What is the relationship between literature and culture?
How is masculinity represented in literature?
What difference does historical context (time and place) make in representations of masculinity?
Women in Literature (ENGL 283) - Women and War
As Sayre P. Sheldon notes, “Women have written about war as long as there has been writing…Yet war literature is
still seen as almost exclusively male.” We will examine this contention and the role of women in war-making and
war writing through short stories, novels, films and a graphic novel of the twentieth and twenty-first centuries.
We will examine women’s war fiction from WWI, WWII, and Vietnam, and films of the Gulf War and the Iraq
War, among others. This class will explore fiction’s form, media, voice, and purpose, and we will also learn to
contextualize fiction in its particular political, ethical, social and technological era.

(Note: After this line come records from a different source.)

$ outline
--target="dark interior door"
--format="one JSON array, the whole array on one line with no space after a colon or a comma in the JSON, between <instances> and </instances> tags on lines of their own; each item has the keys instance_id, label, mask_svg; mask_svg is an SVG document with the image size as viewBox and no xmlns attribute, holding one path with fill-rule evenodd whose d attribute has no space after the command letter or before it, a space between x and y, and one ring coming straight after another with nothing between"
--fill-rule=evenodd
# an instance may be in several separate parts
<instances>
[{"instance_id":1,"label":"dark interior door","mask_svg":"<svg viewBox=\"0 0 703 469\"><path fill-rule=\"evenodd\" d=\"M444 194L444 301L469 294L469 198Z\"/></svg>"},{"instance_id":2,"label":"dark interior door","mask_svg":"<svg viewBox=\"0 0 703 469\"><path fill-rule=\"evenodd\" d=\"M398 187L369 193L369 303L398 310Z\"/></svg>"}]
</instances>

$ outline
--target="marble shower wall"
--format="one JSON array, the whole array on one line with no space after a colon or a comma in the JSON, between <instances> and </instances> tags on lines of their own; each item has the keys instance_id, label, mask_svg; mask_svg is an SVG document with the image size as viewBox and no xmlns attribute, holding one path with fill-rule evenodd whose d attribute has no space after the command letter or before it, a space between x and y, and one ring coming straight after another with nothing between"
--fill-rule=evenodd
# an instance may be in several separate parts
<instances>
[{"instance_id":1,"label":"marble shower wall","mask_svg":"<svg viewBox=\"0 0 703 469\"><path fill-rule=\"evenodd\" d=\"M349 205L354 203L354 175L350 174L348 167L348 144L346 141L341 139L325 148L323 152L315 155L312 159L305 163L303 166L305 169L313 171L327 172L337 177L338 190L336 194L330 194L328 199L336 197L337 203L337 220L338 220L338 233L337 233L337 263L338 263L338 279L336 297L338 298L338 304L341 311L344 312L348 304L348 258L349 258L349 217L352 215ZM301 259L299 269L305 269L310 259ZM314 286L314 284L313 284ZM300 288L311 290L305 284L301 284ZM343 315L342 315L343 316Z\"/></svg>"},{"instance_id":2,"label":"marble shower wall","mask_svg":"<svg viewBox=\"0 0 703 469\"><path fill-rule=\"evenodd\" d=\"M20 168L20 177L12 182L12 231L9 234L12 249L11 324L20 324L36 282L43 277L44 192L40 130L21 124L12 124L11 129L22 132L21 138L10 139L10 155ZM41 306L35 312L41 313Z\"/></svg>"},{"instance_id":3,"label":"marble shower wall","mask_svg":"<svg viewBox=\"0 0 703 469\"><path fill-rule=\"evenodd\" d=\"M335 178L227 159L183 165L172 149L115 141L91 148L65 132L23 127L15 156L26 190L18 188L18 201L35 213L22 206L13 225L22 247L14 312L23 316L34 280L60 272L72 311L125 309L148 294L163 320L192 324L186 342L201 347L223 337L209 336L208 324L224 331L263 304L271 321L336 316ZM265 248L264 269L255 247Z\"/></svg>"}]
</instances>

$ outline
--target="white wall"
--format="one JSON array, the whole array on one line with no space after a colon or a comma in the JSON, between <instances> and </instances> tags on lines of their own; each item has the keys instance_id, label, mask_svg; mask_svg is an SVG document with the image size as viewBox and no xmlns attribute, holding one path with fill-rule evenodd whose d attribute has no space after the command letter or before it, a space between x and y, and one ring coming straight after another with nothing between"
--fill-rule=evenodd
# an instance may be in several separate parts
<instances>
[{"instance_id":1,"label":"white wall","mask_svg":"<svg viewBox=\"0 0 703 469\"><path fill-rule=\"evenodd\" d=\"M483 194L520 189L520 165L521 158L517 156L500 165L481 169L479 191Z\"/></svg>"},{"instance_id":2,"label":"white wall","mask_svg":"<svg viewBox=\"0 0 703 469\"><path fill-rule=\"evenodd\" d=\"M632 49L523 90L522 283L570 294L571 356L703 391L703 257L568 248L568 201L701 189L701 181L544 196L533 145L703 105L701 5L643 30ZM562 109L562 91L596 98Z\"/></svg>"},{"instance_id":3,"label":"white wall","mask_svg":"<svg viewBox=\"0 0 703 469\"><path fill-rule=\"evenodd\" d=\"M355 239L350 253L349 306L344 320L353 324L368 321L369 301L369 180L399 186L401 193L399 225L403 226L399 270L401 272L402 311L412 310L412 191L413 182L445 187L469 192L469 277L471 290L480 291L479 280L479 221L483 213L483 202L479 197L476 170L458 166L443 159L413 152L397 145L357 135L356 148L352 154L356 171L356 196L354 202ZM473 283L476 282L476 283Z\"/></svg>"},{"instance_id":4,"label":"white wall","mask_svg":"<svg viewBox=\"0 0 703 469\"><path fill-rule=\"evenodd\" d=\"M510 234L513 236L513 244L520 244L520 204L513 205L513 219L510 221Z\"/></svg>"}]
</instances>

Human Values in Literature (ENGL 290) - Strength and Honor: Martial Spirit and Masculinity in Contemporary
Literature and Film
War is an experience that separates the men from the boys, or so popular culture suggests. This course will examine
the relationship between martial spirit and masculinity in war literature and films from World War I, World War II
and Vietnam as well as more recent conflicts.
We will analyze texts with more emphasis on the “how” and “why” of narrative rather than on the “what” of the
plot, and we will learn to contextualize representations of masculinity in their particular political, ethical, social and
technological era.
Exploring Fiction (ENGL 273) - Fiction and WWI
Once known as the “war to end war,” World War I is often cited as the dividing point from the traditions of the 19th
century to those of the modern world. We will examine this contention, and its relationship to fiction, through short
stories and novels of the modernist era, with special attention to works about World War I.
We will examine literature of World War I by exploring its form, structure, genre, themes, voice, characterization,
point of view, purpose and bibliographic codes. We will also learn to contextualize fiction in its particular political,
ethical, social and technological era.
University Core Writing Seminar (UCWR 110) - Where I Come From: Writing, Education and Identity
The Writing Seminar aims to help you use writing and reading for inquiry, learning, thinking and communicating.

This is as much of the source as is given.